03/09/2009

Pe. Alfredo J. Gonçalves

Culto do ‘eu’

Pe. Alfredo J. Gonçalves é assessor das Pastorais Sociais
Fonte: Adital

No individualismo exacerbado da sociedade moderna ou pós-moderna, o culto ao "eu" ganha uma relevância sem precedentes. Semelhante culto se expressa de variadas formas: a primeira e mais visível é a busca obsessiva do corpo perfeito protagonizada especialmente pelas meninas vinculadas ao mundo da moda, com seus desfiles, passarelas, luzes e glamour. A tirania da beleza lhes impõe um regime de verdadeira tortura, além de difundir uma espécie de remorso nas pessoas "normais".

Mas o culto ao "eu" também está presente no assédio impudico às celebridades, ou grandes personalidades. De alguma forma, tanto as câmaras e holofotes da mídia quanto o público em geral, projetam nessas figuras o sucesso que sonham para si mesmos, embora continuem rastejando pelo mundo dos simples mortais. De fato as estrelas, embora ofusquem os planetas, conferem-lhe algum brilho. Mesmo girando em órbitas distintas os astros se atraem na infinitude do universo.

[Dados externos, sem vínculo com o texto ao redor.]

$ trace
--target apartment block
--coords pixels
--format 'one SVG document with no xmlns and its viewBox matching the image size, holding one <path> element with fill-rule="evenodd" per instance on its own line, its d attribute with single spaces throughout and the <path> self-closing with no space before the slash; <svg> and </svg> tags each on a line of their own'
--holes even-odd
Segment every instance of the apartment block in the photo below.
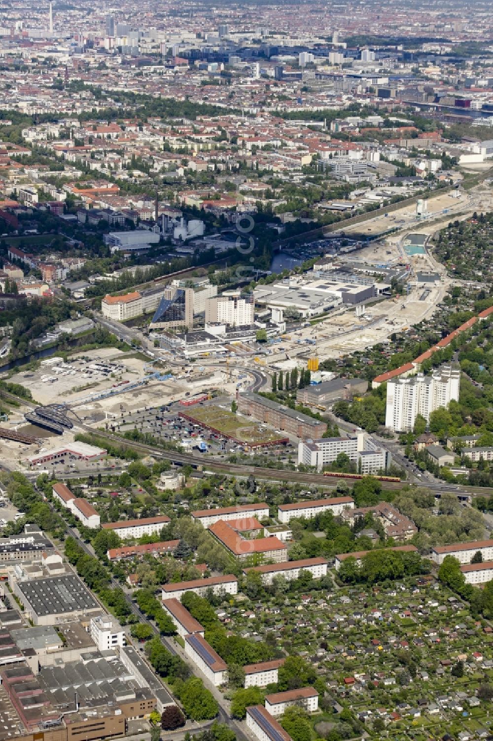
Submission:
<svg viewBox="0 0 493 741">
<path fill-rule="evenodd" d="M 243 573 L 257 571 L 262 574 L 264 584 L 272 584 L 275 576 L 284 576 L 286 582 L 298 579 L 301 571 L 309 571 L 314 579 L 321 579 L 327 574 L 327 561 L 321 556 L 301 559 L 298 561 L 284 561 L 282 563 L 261 564 L 244 568 Z"/>
<path fill-rule="evenodd" d="M 228 327 L 248 327 L 253 324 L 255 302 L 253 294 L 239 293 L 214 296 L 205 302 L 207 324 L 225 324 Z"/>
<path fill-rule="evenodd" d="M 460 567 L 466 584 L 486 584 L 493 579 L 493 561 L 468 563 Z"/>
<path fill-rule="evenodd" d="M 476 463 L 481 459 L 483 461 L 492 461 L 493 460 L 493 448 L 463 448 L 460 454 L 470 458 L 473 463 Z"/>
<path fill-rule="evenodd" d="M 246 708 L 246 723 L 258 741 L 292 741 L 282 725 L 261 705 Z"/>
<path fill-rule="evenodd" d="M 286 561 L 286 544 L 275 536 L 267 538 L 244 537 L 243 534 L 248 532 L 249 522 L 241 519 L 225 522 L 220 519 L 211 525 L 209 530 L 232 556 L 241 561 L 255 555 L 274 562 Z"/>
<path fill-rule="evenodd" d="M 111 648 L 123 648 L 127 645 L 125 631 L 113 615 L 98 615 L 96 617 L 92 617 L 90 633 L 98 651 L 110 651 Z"/>
<path fill-rule="evenodd" d="M 323 437 L 318 440 L 301 440 L 298 462 L 322 471 L 333 463 L 340 453 L 353 461 L 363 475 L 385 471 L 392 462 L 390 453 L 365 434 L 363 431 L 346 437 Z"/>
<path fill-rule="evenodd" d="M 170 597 L 181 599 L 185 592 L 195 592 L 199 597 L 203 597 L 207 595 L 209 589 L 212 589 L 214 594 L 238 594 L 238 579 L 232 574 L 227 574 L 221 576 L 170 582 L 162 587 L 161 599 L 163 602 L 170 599 Z"/>
<path fill-rule="evenodd" d="M 104 530 L 113 530 L 122 540 L 126 538 L 141 538 L 143 535 L 160 533 L 171 520 L 167 515 L 157 517 L 142 517 L 141 519 L 125 519 L 119 522 L 103 522 Z"/>
<path fill-rule="evenodd" d="M 278 670 L 282 666 L 285 659 L 274 659 L 262 661 L 258 664 L 247 664 L 244 666 L 245 672 L 245 688 L 248 687 L 266 687 L 278 681 Z"/>
<path fill-rule="evenodd" d="M 166 610 L 171 619 L 176 625 L 178 634 L 181 638 L 185 636 L 199 633 L 204 636 L 204 628 L 192 615 L 187 608 L 175 597 L 163 600 L 163 608 Z"/>
<path fill-rule="evenodd" d="M 216 687 L 227 681 L 227 664 L 200 633 L 185 636 L 185 654 Z"/>
<path fill-rule="evenodd" d="M 387 382 L 385 426 L 395 432 L 409 432 L 420 414 L 429 422 L 432 412 L 459 400 L 460 373 L 442 365 L 432 376 L 418 373 Z"/>
<path fill-rule="evenodd" d="M 352 527 L 356 520 L 369 514 L 381 522 L 388 538 L 394 538 L 395 540 L 400 541 L 409 540 L 417 532 L 417 528 L 412 520 L 402 514 L 387 502 L 379 502 L 373 507 L 345 509 L 341 516 Z"/>
<path fill-rule="evenodd" d="M 271 402 L 258 393 L 247 391 L 238 395 L 238 410 L 241 414 L 272 425 L 301 439 L 318 439 L 327 429 L 324 422 Z"/>
<path fill-rule="evenodd" d="M 101 313 L 114 322 L 124 322 L 140 316 L 142 296 L 138 290 L 124 296 L 105 296 L 101 302 Z"/>
<path fill-rule="evenodd" d="M 209 528 L 218 520 L 224 522 L 230 520 L 246 519 L 256 517 L 264 519 L 269 516 L 269 505 L 265 502 L 255 505 L 238 505 L 232 507 L 218 507 L 215 509 L 195 510 L 192 512 L 192 519 L 200 522 L 204 528 Z"/>
<path fill-rule="evenodd" d="M 478 551 L 483 556 L 483 563 L 493 561 L 493 540 L 474 540 L 469 543 L 435 545 L 432 548 L 432 560 L 441 564 L 446 556 L 453 556 L 460 563 L 469 564 Z"/>
<path fill-rule="evenodd" d="M 266 695 L 265 709 L 275 718 L 282 715 L 286 708 L 298 705 L 309 713 L 318 709 L 318 693 L 313 687 L 301 687 L 286 692 L 275 692 Z"/>
<path fill-rule="evenodd" d="M 304 517 L 312 519 L 322 512 L 332 512 L 335 516 L 342 514 L 345 509 L 352 509 L 355 500 L 351 496 L 332 496 L 325 499 L 312 499 L 309 502 L 298 502 L 291 505 L 279 505 L 278 519 L 286 523 L 294 517 Z"/>
</svg>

Daí o afã dos "paparazzi" pela invasão de privacidade a todo custo.

O hedonismo, entendido como o prazer pelo prazer, é outra marca do culto ao "eu". Se confrontarmos os anos de 1950, 60 e 70, com os dias atuais, podemos ter uma idéia do que isso significa. De fato, em décadas passadas, predominava na cultura geral a preocupação com o "bem estar social". Basta reportarmo-nos a figuras como John Lennon ou The Beatles, a Nelson Mandela, Dom Oscar Romero e Hélder Câmara, às canções da Bossa Nova ou da MPB, à manifestações juvenis dos anos 60 em Paris e México, por exemplo, às ações das Igrejas no processo de libertação latinomericano, aos movimentos sociais, universitários e estudantis, à educação Paulo Freire e Ligas Camponesas, enfim, ao desenvolvimento dos debates em torno do socialismo e suas ações concretas. Em tudo isso, o foco das atenções estava centrado numa perspectiva claramente sócio-política.

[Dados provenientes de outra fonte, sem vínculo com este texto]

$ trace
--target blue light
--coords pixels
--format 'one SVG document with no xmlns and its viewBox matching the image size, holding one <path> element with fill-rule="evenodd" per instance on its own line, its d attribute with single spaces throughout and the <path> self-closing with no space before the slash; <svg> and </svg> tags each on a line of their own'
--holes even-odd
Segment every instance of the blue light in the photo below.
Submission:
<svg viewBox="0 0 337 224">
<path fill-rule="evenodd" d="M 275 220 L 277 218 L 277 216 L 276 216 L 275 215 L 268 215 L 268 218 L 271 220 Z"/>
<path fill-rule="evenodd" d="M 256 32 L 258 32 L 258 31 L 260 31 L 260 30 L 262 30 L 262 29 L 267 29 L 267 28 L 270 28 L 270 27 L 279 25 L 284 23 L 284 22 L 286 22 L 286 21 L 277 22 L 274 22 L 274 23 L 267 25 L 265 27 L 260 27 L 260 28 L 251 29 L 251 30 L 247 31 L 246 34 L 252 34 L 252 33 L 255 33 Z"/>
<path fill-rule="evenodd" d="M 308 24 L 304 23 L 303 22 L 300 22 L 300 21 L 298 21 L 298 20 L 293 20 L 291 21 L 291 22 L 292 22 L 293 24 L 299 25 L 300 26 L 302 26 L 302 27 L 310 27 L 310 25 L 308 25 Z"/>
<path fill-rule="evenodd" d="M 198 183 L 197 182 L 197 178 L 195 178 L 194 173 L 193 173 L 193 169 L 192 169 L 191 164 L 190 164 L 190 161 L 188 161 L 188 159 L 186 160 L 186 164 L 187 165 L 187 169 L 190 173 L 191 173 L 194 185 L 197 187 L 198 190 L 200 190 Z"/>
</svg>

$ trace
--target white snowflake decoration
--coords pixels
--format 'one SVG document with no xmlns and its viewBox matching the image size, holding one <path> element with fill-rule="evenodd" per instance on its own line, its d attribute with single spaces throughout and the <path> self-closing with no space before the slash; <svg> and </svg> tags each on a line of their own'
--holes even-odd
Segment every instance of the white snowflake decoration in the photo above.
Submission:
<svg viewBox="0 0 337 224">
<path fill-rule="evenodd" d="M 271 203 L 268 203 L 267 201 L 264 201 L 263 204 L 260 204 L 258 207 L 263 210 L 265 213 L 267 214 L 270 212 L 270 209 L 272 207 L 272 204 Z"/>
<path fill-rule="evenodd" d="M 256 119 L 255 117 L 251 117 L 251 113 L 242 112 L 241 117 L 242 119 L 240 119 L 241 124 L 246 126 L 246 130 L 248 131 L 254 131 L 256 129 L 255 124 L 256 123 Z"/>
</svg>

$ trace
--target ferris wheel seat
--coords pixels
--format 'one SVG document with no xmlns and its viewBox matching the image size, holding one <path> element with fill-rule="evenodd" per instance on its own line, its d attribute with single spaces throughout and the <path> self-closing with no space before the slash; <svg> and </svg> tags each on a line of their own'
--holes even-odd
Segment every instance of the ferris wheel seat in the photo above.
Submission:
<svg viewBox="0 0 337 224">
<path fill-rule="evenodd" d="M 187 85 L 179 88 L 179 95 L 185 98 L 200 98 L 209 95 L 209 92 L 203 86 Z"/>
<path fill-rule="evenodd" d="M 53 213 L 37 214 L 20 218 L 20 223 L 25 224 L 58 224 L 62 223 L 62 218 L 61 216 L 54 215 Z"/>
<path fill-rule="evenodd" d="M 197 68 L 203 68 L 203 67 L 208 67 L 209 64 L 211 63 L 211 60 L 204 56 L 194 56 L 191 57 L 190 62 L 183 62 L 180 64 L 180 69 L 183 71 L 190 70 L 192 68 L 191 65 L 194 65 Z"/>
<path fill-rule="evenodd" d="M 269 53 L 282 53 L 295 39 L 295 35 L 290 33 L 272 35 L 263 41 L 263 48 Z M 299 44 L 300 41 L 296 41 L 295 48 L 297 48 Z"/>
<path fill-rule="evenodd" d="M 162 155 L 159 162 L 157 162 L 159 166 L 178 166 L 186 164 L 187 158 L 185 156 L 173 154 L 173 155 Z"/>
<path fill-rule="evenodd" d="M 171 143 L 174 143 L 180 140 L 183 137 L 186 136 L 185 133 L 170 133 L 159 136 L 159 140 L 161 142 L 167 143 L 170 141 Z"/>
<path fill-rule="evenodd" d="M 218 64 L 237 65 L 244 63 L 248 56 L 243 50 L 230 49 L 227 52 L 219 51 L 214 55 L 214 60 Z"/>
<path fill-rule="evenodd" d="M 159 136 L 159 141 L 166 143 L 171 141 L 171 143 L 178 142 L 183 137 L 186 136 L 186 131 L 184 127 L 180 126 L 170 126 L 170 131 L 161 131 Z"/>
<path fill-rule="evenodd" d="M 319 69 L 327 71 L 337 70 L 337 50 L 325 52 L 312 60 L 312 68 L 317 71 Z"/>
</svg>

Atualmente o foco do"bem estar social" foi substituído pelo foco do "bem estar pessoal". "Estar numa boa" é uma das expressões dessa virada histórica. O verbo ficar ao invés de namorar também não deixa de ser uma metáfora dessa mudança cultural mais abrangente. As relações tendem a ser mais efêmeras, descartáveis, sem responsabilidades duradouras. A própria dança, em lugar de revelar um casal apaixonado, aparece muito mais como um exibicionismo contorcionista de um parceiro frente ao outro. Mas isso não se dá somente entre os jovens e adolescentes, como se costuma insinuar. Na sociedade como um todo, é frequente o isolamento individual diante da multidão de estranhos.

Desde um ponto de vista religioso e católico, uma rápida olhada para os hinos tocados nas missas ou celebrações segue a mesma direção. Em não poucos casos, o "nós" de décadas passadas dá lugar ao "eu": ao invés do "Povo de Deus", eu e Jesus, eu e Deus, e assim por diante. A Teologia da Libertação, as CEBs e as Pastorais Sociais sofrem um processo de encolhimento, ao mesmo tempo que florescem os movimentos religiosos de caráter espiritual e intimista. Também a fé tende a privatizar-se, tornando-se uma opção individual com pouca ou nenhuma repercussão social.

O resultado é que o conceito de transformação social ou política está desacreditado. Mudança virou sinônimo de espetáculo, não de processo lento e laborioso. Funcionam melhor os analgésicos da vida moderna. Não se pensam em projetos de longo prazo, mas em remédios imediatos para problemas imediatos. O importante é responder aos males do "aqui e agora". Daí o sucesso da varinha mágica de Henry Porter, da força de Rambo, da sorte lotérica, das lições de auto-ajuda, dos milagrismos, entre tantos outros paliativos.

Facilmente se esquece que as mudanças, a exemplo da espiga, da flor, da árvore e do edifício, levantam-se do chão. A exemplo das sementes, maturam na terra escura e úmida, antes de se projetarem no céu e no ar livre. Criam raízes antes de verem a luz do sol, crescem para baixo antes de cresceram para cima. O mesmo se dá com os sonhos e utopias. Se não partirem do contexto histórico, com o complexo de seus problemas econômicos, políticos e sociais, jamais poderão elevar-se a um horizonte alternativo. Sem raízes, a árvore é manipulada pelos ventos e os projetos sociais pelas tempestades variantes da política.